SQL injection - Code
Need
Implementation of proper input validation and the use of parameterized statements or stored procedures to prevent SQL injection attacks.
Context
- Usage of Python 3 for developing applications and scripts
- Usage of Django for building web applications in Python
Description
Non compliant code
from django.db import connection
def get_user(username):
with connection.cursor() as cursor:
cursor.execute("SELECT * FROM users WHERE username = '%s'" % username)
row = cursor.fetchone()
return row
The above code is a simple function in Django that fetches a user from the database based on the username. The function uses a raw SQL query to get the user from the database.
The vulnerability lies in the execute
method where the SQL query is being formatted with the username directly. This means whatever string is passed as username
will be directly placed into the SQL query. If the username
string contains any SQL syntax, it will be executed as part of the query.
For example, if the username
passed was '; DROP TABLE users;--
, the SQL query would become SELECT * FROM users WHERE username = ''; DROP TABLE users;--
. This would result in the users
table being dropped from the database.
This is a classic example of an SQL Injection vulnerability because it allows an attacker to inject arbitrary SQL code into the query.
Steps
- Replace the dynamic SQL statement with a parameterized query.
- Instead of directly inserting the user input into the SQL query, use placeholders.
- Pass the user input as arguments to the execute method, which will handle escaping special characters to prevent SQL injection.
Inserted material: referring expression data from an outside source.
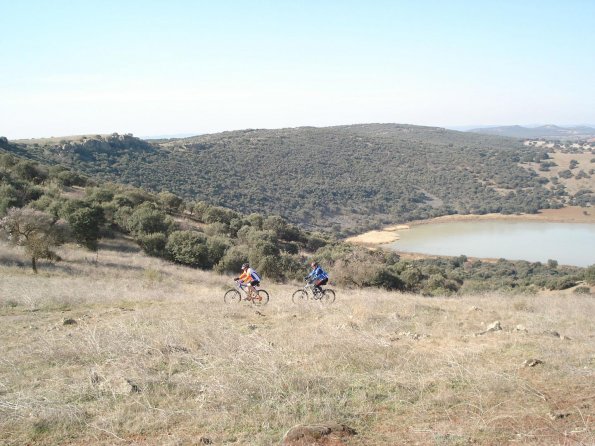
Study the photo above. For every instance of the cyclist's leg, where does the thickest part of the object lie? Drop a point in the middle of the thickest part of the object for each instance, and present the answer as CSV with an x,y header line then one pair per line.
x,y
318,284
253,289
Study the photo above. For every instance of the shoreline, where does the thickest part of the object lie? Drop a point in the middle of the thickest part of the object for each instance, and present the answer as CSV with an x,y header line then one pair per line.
x,y
390,234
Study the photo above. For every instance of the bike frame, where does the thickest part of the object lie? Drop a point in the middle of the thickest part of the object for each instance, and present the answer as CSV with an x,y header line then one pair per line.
x,y
244,288
309,289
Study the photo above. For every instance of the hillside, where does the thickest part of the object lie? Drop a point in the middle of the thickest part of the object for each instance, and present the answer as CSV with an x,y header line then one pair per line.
x,y
544,131
347,178
128,349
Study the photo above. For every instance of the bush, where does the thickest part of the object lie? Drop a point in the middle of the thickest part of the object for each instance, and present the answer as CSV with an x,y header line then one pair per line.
x,y
85,224
561,283
232,260
153,244
188,248
145,219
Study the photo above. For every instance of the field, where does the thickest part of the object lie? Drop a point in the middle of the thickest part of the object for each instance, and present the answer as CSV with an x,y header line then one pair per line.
x,y
126,349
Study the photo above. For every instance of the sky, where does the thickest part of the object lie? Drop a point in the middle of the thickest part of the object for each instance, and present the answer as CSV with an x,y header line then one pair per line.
x,y
191,67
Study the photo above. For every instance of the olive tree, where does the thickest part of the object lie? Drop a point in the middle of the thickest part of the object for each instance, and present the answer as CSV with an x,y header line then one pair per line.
x,y
37,232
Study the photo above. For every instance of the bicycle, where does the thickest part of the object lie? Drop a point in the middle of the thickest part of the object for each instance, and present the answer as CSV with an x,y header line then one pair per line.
x,y
241,291
311,292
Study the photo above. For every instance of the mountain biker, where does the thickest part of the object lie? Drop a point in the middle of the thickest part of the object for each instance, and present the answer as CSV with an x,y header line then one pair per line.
x,y
318,276
249,277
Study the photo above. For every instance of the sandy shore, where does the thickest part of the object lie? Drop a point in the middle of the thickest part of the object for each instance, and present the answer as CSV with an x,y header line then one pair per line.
x,y
571,214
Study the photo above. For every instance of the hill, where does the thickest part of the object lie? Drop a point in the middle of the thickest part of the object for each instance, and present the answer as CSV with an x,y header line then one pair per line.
x,y
544,131
124,348
346,178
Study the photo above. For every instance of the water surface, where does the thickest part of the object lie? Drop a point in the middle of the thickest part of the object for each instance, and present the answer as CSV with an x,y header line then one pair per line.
x,y
568,243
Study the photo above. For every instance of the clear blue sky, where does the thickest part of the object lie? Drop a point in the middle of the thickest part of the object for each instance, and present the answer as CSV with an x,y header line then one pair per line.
x,y
181,66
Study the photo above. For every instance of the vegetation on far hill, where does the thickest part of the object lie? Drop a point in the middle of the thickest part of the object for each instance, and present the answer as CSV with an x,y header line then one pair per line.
x,y
204,236
347,178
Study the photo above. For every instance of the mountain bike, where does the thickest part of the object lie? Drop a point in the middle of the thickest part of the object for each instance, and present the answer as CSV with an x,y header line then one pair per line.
x,y
311,292
241,291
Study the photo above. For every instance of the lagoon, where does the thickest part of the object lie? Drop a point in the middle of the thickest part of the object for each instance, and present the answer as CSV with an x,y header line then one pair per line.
x,y
567,243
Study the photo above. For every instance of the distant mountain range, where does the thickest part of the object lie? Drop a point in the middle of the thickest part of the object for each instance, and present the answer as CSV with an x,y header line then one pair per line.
x,y
544,131
343,177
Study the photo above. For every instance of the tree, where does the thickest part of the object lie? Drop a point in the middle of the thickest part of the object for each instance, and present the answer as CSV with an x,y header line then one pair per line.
x,y
170,202
36,231
85,224
188,248
146,220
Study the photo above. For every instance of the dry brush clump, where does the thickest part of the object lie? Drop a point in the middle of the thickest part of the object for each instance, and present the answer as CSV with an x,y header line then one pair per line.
x,y
126,349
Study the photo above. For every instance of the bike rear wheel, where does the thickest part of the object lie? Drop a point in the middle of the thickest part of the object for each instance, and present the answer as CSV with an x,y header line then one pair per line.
x,y
232,296
262,298
299,296
328,296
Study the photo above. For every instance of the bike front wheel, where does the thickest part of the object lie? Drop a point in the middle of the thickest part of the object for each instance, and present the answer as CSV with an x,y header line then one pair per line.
x,y
232,296
262,298
328,296
299,296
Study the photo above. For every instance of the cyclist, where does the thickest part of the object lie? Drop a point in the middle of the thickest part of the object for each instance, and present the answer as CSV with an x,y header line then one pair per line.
x,y
249,277
317,276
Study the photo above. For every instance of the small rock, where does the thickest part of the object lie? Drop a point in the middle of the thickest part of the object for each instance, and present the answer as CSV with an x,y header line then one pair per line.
x,y
532,362
95,378
558,415
310,434
495,326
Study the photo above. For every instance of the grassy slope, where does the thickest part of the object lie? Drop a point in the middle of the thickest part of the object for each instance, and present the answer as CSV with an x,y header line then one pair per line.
x,y
400,369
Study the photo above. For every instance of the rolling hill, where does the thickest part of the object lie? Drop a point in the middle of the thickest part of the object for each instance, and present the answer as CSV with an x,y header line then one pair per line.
x,y
345,177
544,131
- Ensure that data validation is performed before the user input is processed.
Compliant code
from django.db import connection
def get_user(username):
with connection.cursor() as cursor:
cursor.execute("SELECT * FROM users WHERE username = %s", [username])
row = cursor.fetchone()
return row
The original code was vulnerable to SQL injection because it used string formatting to include username
directly into the SQL query. This means that if a user provided a username
that included SQL commands, those commands would be executed directly on the database, leading to potential data leaks, data corruption, or worse.
The fixed code prevents this by using a parameterized query. Instead of including username
directly in the SQL command, it uses a placeholder (%s
) and then provides username
as a separate argument to the execute
method. This ensures that username
is properly escaped and can't inject additional SQL commands into the query.
This is a simple and effective way to prevent SQL injection attacks. However, it's also important to validate and sanitize all user input as part of a comprehensive security strategy. This code assumes that such validation is performed elsewhere.